How to get hold of someone in an emergency

Back at work again today. All the machines seem to be still ticking over nicely, which is quite a surprise. I’m not sure whether being back is a good thing or a bad thing; the weekend off ended up being rather traumatic.

Yesterday, I went to the New Acquisitions exhibition at the National Gallery of Modern Art. Most of it was rather good, but one installation was rather frightening. A video-installation piece called Breathing Space—I can’t remember the artist’s name—which showed two people laid down with their heads inside plastic bags, the noise of their breathing amplified and deafening. It was horrific, like some awful slow-motioned fetish film. I couldn’t watch, and dashed outside

Well, that’s not true. First, I went to the gift shop and bought some postcards. But then I dashed outside, and breathed as deeply as I could.
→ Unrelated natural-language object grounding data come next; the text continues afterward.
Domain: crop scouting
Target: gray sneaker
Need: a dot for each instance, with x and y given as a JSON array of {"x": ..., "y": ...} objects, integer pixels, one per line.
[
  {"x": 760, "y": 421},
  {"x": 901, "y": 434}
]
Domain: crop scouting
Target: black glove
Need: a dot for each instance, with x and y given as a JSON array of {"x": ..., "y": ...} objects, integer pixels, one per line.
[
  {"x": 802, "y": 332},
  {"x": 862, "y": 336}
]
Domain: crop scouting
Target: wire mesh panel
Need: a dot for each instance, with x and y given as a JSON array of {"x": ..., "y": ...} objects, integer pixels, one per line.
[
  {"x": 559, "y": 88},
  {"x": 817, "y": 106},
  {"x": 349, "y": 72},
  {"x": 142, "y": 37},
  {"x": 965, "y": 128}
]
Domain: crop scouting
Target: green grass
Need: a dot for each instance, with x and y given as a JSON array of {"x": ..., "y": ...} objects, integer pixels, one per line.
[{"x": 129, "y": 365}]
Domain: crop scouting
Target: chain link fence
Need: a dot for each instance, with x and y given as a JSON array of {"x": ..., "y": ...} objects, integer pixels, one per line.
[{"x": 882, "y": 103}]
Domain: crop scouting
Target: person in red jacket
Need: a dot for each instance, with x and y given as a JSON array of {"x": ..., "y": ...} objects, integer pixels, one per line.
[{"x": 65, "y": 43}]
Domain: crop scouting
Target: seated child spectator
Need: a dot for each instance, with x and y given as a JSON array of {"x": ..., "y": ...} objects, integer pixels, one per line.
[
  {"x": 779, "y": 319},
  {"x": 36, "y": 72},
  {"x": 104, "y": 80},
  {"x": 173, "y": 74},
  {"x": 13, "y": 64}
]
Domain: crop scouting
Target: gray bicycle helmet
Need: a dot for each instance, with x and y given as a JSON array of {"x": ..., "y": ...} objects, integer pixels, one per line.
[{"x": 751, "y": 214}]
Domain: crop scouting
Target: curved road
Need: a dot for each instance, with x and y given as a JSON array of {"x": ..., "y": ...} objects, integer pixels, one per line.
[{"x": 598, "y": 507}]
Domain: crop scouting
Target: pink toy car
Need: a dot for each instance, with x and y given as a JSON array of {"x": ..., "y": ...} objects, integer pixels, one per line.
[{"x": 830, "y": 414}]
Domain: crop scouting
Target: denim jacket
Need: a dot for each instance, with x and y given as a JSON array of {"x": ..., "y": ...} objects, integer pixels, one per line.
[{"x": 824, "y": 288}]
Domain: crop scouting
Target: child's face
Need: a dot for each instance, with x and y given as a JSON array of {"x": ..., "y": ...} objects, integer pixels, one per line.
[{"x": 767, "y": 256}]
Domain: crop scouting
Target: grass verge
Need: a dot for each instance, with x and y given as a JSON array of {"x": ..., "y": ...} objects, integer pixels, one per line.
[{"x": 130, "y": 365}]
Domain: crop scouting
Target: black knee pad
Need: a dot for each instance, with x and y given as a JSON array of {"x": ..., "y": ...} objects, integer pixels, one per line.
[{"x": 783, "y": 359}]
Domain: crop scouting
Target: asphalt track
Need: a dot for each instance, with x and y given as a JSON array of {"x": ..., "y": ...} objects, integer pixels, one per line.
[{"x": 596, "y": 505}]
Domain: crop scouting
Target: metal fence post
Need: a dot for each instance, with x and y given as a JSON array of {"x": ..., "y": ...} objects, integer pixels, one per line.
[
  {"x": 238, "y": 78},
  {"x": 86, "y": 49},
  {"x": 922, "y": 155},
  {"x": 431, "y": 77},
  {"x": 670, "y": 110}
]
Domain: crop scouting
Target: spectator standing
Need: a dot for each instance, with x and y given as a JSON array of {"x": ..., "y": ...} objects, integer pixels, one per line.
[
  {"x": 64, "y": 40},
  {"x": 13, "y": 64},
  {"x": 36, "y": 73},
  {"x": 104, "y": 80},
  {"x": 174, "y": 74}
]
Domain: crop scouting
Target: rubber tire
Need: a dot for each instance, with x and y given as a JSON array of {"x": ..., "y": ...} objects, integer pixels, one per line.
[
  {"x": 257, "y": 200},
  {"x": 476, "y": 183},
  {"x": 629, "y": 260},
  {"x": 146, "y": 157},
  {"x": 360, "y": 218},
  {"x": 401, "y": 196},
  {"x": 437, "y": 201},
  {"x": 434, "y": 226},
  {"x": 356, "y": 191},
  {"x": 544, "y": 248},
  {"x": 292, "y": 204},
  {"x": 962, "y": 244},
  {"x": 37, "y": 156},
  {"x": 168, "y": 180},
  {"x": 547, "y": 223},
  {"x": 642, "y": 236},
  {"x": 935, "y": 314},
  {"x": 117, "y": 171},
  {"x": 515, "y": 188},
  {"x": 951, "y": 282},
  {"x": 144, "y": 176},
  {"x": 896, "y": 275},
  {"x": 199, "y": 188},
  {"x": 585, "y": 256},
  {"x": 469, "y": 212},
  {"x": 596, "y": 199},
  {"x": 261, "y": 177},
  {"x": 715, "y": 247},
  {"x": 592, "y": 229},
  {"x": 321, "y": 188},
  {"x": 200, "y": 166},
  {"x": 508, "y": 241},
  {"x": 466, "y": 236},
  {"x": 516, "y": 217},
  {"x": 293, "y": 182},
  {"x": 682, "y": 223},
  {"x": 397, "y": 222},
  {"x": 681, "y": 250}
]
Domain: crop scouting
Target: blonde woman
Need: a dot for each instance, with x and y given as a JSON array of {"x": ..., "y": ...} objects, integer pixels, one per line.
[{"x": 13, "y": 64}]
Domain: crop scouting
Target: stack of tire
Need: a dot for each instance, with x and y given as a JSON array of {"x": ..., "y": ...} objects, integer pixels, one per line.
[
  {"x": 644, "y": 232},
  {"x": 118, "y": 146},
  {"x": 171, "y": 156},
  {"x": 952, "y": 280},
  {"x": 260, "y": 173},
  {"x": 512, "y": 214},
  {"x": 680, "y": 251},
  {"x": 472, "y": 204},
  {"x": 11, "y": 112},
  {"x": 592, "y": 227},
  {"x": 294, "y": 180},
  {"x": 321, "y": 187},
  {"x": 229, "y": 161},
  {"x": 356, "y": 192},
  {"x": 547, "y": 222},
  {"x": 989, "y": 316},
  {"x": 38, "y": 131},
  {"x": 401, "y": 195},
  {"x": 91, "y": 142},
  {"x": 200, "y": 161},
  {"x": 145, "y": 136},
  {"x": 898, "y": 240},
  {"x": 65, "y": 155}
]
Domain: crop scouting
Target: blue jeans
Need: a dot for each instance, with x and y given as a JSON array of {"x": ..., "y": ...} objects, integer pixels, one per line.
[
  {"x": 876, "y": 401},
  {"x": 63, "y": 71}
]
When I was little, we would go away camping, and we’d always listen to the evening news on Radio 4. Before the news, they would send out SOS Messages. I’ve not heard one for years, and I keep wondering if they ever still make them. “Will Mr and Mrs John Smith of Auchtermuchty, last believed to be on a cycling tour of Brittany, please get in touch with Ward Z, Queen Margaret Hospital, Dunfermline. It is about their son John Smith Junior, who is dangerously ill.”

If they’ve gone, when was the last one made? What was it about? Who were all those people?
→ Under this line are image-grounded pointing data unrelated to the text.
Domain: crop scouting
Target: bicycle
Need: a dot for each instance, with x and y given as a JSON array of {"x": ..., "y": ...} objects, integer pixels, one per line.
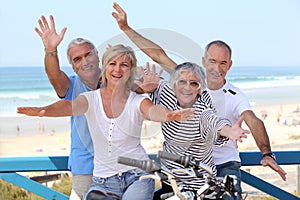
[{"x": 214, "y": 187}]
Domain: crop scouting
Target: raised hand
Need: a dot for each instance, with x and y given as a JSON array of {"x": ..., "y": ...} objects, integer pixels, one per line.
[
  {"x": 120, "y": 16},
  {"x": 31, "y": 111},
  {"x": 150, "y": 79},
  {"x": 48, "y": 34}
]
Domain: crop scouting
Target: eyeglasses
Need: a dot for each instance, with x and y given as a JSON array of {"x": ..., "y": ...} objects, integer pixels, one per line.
[{"x": 193, "y": 84}]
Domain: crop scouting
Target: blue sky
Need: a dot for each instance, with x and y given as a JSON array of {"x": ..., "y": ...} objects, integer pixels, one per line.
[{"x": 261, "y": 33}]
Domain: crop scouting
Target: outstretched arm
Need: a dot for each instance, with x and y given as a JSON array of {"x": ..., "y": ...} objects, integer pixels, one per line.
[
  {"x": 51, "y": 40},
  {"x": 261, "y": 138},
  {"x": 58, "y": 109},
  {"x": 154, "y": 51}
]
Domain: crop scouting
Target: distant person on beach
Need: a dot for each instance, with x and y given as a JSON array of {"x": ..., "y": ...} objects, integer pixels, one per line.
[
  {"x": 115, "y": 117},
  {"x": 83, "y": 56},
  {"x": 228, "y": 100}
]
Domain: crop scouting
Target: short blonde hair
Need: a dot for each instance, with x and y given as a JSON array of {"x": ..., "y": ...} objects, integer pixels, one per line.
[{"x": 115, "y": 51}]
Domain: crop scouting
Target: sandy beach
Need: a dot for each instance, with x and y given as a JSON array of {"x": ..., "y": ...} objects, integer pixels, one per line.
[{"x": 35, "y": 136}]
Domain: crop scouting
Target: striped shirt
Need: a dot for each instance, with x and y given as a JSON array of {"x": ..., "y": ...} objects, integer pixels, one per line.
[{"x": 188, "y": 137}]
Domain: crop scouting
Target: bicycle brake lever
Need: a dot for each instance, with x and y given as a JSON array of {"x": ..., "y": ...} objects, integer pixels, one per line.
[{"x": 152, "y": 176}]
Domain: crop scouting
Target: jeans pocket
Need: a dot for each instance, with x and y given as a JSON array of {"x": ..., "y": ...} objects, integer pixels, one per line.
[{"x": 99, "y": 181}]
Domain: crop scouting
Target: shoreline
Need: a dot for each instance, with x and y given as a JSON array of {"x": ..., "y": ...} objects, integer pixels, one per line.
[{"x": 277, "y": 117}]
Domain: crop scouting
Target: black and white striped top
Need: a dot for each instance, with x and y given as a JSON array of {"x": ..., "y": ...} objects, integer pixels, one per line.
[{"x": 194, "y": 137}]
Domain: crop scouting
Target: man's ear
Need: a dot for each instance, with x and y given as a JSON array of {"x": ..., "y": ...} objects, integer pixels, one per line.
[
  {"x": 230, "y": 64},
  {"x": 203, "y": 61}
]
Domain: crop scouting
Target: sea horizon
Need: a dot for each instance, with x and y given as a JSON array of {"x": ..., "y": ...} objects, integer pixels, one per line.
[{"x": 262, "y": 85}]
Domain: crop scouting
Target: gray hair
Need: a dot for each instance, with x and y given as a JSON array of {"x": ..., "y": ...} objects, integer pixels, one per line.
[
  {"x": 79, "y": 41},
  {"x": 114, "y": 52},
  {"x": 193, "y": 69},
  {"x": 218, "y": 43}
]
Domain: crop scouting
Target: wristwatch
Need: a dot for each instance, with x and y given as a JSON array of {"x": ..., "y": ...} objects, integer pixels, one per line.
[{"x": 272, "y": 155}]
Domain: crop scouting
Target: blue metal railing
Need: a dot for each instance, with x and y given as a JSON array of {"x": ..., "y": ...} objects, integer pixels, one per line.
[{"x": 9, "y": 167}]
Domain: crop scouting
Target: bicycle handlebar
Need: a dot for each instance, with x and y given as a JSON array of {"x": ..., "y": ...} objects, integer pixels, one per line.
[{"x": 186, "y": 161}]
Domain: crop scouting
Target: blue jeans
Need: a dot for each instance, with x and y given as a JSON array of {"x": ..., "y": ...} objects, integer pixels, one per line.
[
  {"x": 125, "y": 186},
  {"x": 231, "y": 168}
]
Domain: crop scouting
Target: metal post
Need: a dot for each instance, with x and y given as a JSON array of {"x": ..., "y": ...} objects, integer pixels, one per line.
[{"x": 298, "y": 179}]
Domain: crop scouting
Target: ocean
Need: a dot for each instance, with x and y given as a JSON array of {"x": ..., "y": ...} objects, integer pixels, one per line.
[{"x": 29, "y": 86}]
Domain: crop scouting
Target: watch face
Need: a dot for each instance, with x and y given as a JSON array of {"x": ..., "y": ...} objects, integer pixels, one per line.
[{"x": 272, "y": 155}]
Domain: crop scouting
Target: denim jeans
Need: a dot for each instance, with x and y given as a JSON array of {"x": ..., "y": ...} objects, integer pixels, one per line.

Update, 14th 2022: The last questions were answered in a way, a few days later.

Primrose Hill, Staten Island

On starting to feel old

This morning, on the way to work, I was listening to the first Saint Etienne album, and I suddenly thought: “Eeep, this music is over ten years old”.

It was a bit of a shock, really. I can cope with the idea that stuff from the seventies, or the early eighties, is old. But the music I was listening to when I was a teenager, when I first started to get into pop music—that’s still modern, isn’t it?

I had a similar sort of feeling the other night, at the B&S gig, when they sang the line: “It’s 1995: the girls are just friends.” Bloody hell, that’s seven years ago! I tend to forget that it’s over five years since I first bought one of their albums, and Sinister’s fifth birthday in a couple of months.

I guess all this just means I’m old now. Still, I’m hopefully going to see a friend in London at the weekend, and he’s sufficiently older than me (5 years? something like that) to make me feel like a wee kid still.

Update, 14th October 2022: I’m not sure what I would have made, when I wrote this, of the idea that 19 years later I’d finally get to see Saint Etienne live and they’d still be including the song the title of this post is taken from in their setlist—although Sarah did need a crib-sheet for the lyrics to that particular one.

Blast from the past

Or, time for some music

Hunting around for stuff this morning, I managed to find an old Auteurs album, on tape, that I hadn’t listened to for years. I put it on whilst walking to work. Ooh, it’s just like being a teenager again.